3. Die Antragstellerin hat gegen die Antragsgegnerin überdies keinen Anspruch auf Erteilung einer Aufenthaltserlaubnis nach § 25 Abs. 3 Satz 1 i.V. mit § 60 Abs. 7 Satz 1 AufenthG. Die Antragsgegnerin ist insoweit bereits gemäß § 42 Satz 1 AsylVfG daran gehindert, eine Aufenthaltserlaubnis zu erteilen, da das Verwaltungsgericht mit rechtskräftigem Beschluss vom 4. Mai 1999 (8 VG A 1046/99) verbindlich festgestellt hat, dass Abschiebungshindernisse nach § 53 AuslG (heute § 60 Abs. 2 bis 7 AufenthG) nicht bestehen. Hinzu kommt, dass zielstaatsbezogene Abschiebungsverbote von der Antragstellerin bislang nicht substantiiert dargelegt worden sind.

4. Des weiteren kann der Antragstellerin auch gemäß § 25 Abs. 5 Satz 1 AufenthG keine Aufenthaltserlaubnis erteilt werden. Denn selbst wenn angenommen würde, dass die Abschiebung der Antragstellerin wegen einer bestehenden Suizidgefährdung unmöglich wäre, so könnte sie doch zusammen mit ihrem Sohn A freiwillig aus der Bundesrepublik Deutschland ausreisen. Das Beschwerdegericht kann auch dem zuletzt vorgelegten ärztlichen Attest vom 7. März 2005 nicht entnehmen, dass eine selbstbestimmte gemeinsame Ausreise von Mutter und Sohn mit überwiegender Wahrscheinlichkeit die Gefahr einer psychischen Dekompensation mit suizidalen Tendenzen hervorrufen würde.

5. Die Erteilung einer unbefristeten Aufenthaltserlaubnis gemäß § 35 Abs. 1 AuslG i.V. mit § 104 Abs. 1 Satz 1 AufenthG (zur Anwendbarkeit des Ausländergesetzes nach dieser Vorschrift vgl. OVG Hamburg, Beschl. v. 31.5.2006 - 3 Bs 452/04 -, juris) scheidet bereits deshalb aus, weil die Antragstellerin nach ihrer erneuten Einreise im März 1999 nicht seit acht Jahren eine Aufenthaltsbefugnis besitzt.

III. Die Kostenentscheidung folgt aus § 154 Abs. 1 VwGO. Die Festsetzung des Streitwerts beruht auf §§ 52 Abs. 2, 53 Abs. 3 Nr. 2 GKG.

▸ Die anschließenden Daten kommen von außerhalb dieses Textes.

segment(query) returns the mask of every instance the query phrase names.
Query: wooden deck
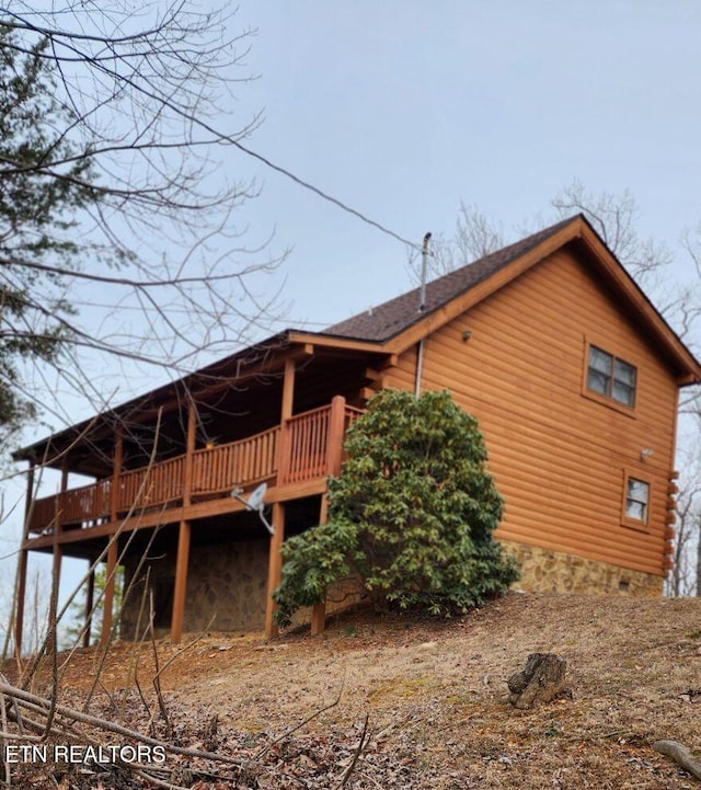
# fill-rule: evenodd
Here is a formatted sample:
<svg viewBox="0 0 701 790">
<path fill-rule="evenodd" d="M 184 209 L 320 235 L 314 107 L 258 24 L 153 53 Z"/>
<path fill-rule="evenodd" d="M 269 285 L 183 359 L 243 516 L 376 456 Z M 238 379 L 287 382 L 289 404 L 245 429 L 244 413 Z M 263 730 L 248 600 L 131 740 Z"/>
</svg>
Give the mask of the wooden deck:
<svg viewBox="0 0 701 790">
<path fill-rule="evenodd" d="M 294 489 L 323 480 L 337 470 L 343 435 L 360 414 L 337 398 L 254 436 L 34 500 L 27 537 L 47 537 L 57 526 L 59 533 L 91 529 L 152 508 L 196 507 L 206 501 L 230 499 L 237 486 L 251 489 L 267 482 Z"/>
</svg>

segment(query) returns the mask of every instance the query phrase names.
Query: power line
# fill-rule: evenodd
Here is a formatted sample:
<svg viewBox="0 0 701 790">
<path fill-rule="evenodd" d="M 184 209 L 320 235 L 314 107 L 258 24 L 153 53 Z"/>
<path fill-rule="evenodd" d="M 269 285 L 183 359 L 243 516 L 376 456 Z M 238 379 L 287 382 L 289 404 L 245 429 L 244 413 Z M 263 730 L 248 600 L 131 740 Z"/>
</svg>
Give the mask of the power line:
<svg viewBox="0 0 701 790">
<path fill-rule="evenodd" d="M 374 228 L 377 228 L 382 233 L 386 233 L 387 236 L 391 236 L 393 239 L 397 239 L 397 241 L 401 241 L 402 244 L 407 244 L 409 247 L 413 248 L 414 250 L 421 250 L 421 244 L 417 244 L 414 241 L 409 241 L 409 239 L 404 239 L 404 237 L 400 236 L 399 233 L 395 233 L 393 230 L 390 230 L 389 228 L 386 228 L 383 225 L 380 225 L 380 222 L 375 221 L 375 219 L 370 219 L 369 217 L 366 217 L 365 214 L 361 214 L 357 209 L 353 208 L 352 206 L 347 206 L 345 203 L 340 201 L 337 197 L 334 197 L 333 195 L 329 195 L 323 190 L 320 190 L 318 186 L 314 186 L 313 184 L 310 184 L 308 181 L 304 181 L 303 179 L 300 179 L 298 175 L 295 175 L 295 173 L 290 172 L 289 170 L 286 170 L 279 164 L 275 164 L 275 162 L 272 162 L 266 157 L 262 156 L 261 153 L 256 153 L 250 148 L 246 148 L 238 140 L 234 140 L 232 137 L 227 136 L 228 140 L 232 142 L 239 150 L 243 151 L 243 153 L 246 153 L 249 157 L 253 157 L 254 159 L 257 159 L 260 162 L 263 162 L 267 168 L 271 168 L 272 170 L 275 170 L 278 173 L 281 173 L 283 175 L 286 175 L 288 179 L 291 179 L 296 184 L 299 184 L 306 190 L 309 190 L 310 192 L 313 192 L 315 195 L 321 197 L 324 201 L 327 201 L 329 203 L 334 204 L 338 208 L 341 208 L 344 211 L 347 211 L 348 214 L 352 214 L 354 217 L 357 217 L 358 219 L 361 219 L 364 222 L 367 222 L 367 225 L 371 225 Z"/>
</svg>

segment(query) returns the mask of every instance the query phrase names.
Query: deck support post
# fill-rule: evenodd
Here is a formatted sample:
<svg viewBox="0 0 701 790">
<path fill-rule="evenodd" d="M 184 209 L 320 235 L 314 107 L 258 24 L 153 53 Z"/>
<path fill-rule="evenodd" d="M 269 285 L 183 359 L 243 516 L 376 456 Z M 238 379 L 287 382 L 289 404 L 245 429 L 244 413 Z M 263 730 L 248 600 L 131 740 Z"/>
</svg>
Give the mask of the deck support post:
<svg viewBox="0 0 701 790">
<path fill-rule="evenodd" d="M 295 359 L 285 360 L 285 378 L 283 379 L 283 402 L 280 405 L 280 440 L 277 448 L 277 482 L 285 484 L 290 465 L 290 437 L 288 421 L 292 416 L 295 402 Z"/>
<path fill-rule="evenodd" d="M 20 550 L 20 565 L 18 568 L 18 587 L 14 602 L 14 655 L 22 657 L 22 633 L 24 626 L 24 598 L 26 596 L 26 570 L 28 551 Z"/>
<path fill-rule="evenodd" d="M 92 561 L 91 563 L 92 564 Z M 95 569 L 88 576 L 88 591 L 85 593 L 85 619 L 83 622 L 83 648 L 90 648 L 90 632 L 92 631 L 92 606 L 95 598 Z"/>
<path fill-rule="evenodd" d="M 110 489 L 110 520 L 116 522 L 119 513 L 119 476 L 122 474 L 122 460 L 124 456 L 124 434 L 122 427 L 117 430 L 114 443 L 114 467 L 112 469 L 112 488 Z M 131 503 L 129 503 L 131 505 Z"/>
<path fill-rule="evenodd" d="M 343 396 L 336 396 L 331 400 L 331 416 L 329 417 L 329 447 L 326 450 L 326 474 L 332 477 L 341 473 L 345 427 L 346 399 Z"/>
<path fill-rule="evenodd" d="M 26 499 L 24 501 L 24 528 L 22 530 L 22 545 L 30 537 L 30 520 L 34 503 L 34 465 L 26 474 Z M 30 554 L 24 548 L 20 549 L 20 562 L 18 565 L 18 582 L 14 593 L 14 654 L 18 659 L 22 656 L 22 636 L 24 628 L 24 598 L 26 596 L 26 571 Z"/>
<path fill-rule="evenodd" d="M 197 439 L 197 404 L 189 401 L 187 408 L 187 436 L 185 440 L 185 480 L 183 485 L 183 507 L 192 504 L 194 453 Z M 180 523 L 177 535 L 177 559 L 175 560 L 175 589 L 173 592 L 173 614 L 171 617 L 171 644 L 179 644 L 183 638 L 185 606 L 187 603 L 187 569 L 189 566 L 189 545 L 192 524 Z"/>
<path fill-rule="evenodd" d="M 173 593 L 173 616 L 171 619 L 171 644 L 179 644 L 183 638 L 191 536 L 191 523 L 181 522 L 180 534 L 177 536 L 177 559 L 175 561 L 175 591 Z"/>
<path fill-rule="evenodd" d="M 107 573 L 102 604 L 102 636 L 100 638 L 100 645 L 102 648 L 105 648 L 110 643 L 110 638 L 112 637 L 112 609 L 114 608 L 114 587 L 117 577 L 117 538 L 113 535 L 110 537 L 110 548 L 107 549 Z"/>
<path fill-rule="evenodd" d="M 46 642 L 46 652 L 51 654 L 58 650 L 58 622 L 56 620 L 58 610 L 58 594 L 61 586 L 61 566 L 64 564 L 64 547 L 58 542 L 58 533 L 54 533 L 54 563 L 51 566 L 51 595 L 49 603 L 49 636 Z"/>
<path fill-rule="evenodd" d="M 273 600 L 273 592 L 283 579 L 283 554 L 280 553 L 285 541 L 285 505 L 281 502 L 273 504 L 273 526 L 275 533 L 271 537 L 271 557 L 267 571 L 267 599 L 265 605 L 265 638 L 274 639 L 278 634 L 275 625 L 275 610 L 277 604 Z"/>
<path fill-rule="evenodd" d="M 319 524 L 325 524 L 329 518 L 329 494 L 321 495 L 321 506 L 319 508 Z M 311 609 L 311 636 L 318 637 L 324 632 L 326 623 L 326 597 L 314 604 Z"/>
</svg>

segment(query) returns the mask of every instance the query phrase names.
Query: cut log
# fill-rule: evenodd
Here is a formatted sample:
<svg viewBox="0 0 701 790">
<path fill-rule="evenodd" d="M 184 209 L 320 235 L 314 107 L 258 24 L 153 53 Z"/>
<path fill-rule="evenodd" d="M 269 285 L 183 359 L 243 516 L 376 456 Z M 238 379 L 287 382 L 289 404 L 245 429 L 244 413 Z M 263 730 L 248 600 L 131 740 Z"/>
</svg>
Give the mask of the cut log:
<svg viewBox="0 0 701 790">
<path fill-rule="evenodd" d="M 531 653 L 521 672 L 508 680 L 508 701 L 520 710 L 550 702 L 565 694 L 567 662 L 553 653 Z"/>
<path fill-rule="evenodd" d="M 653 748 L 659 754 L 671 757 L 689 774 L 701 779 L 701 759 L 696 758 L 683 744 L 678 741 L 655 741 Z"/>
</svg>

IV. Dem Prozesskostenhilfegesuch war gemäß §§ 114 Satz 1, 119 Abs. 1 Satz 2, 121 Abs. 1 ZPO ohne Rücksicht darauf, ob die Rechtsverteidigung hinreichende Aussicht auf Erfolg bietet, zu entsprechen, weil die Antragsgegnerin das Rechtsmittel der Beschwerde eingelegt hat und die Antragstellerin nach ihren persönlichen und wirtschaftlichen Verhältnissen die Kosten der Prozessführung nicht aufbringen kann.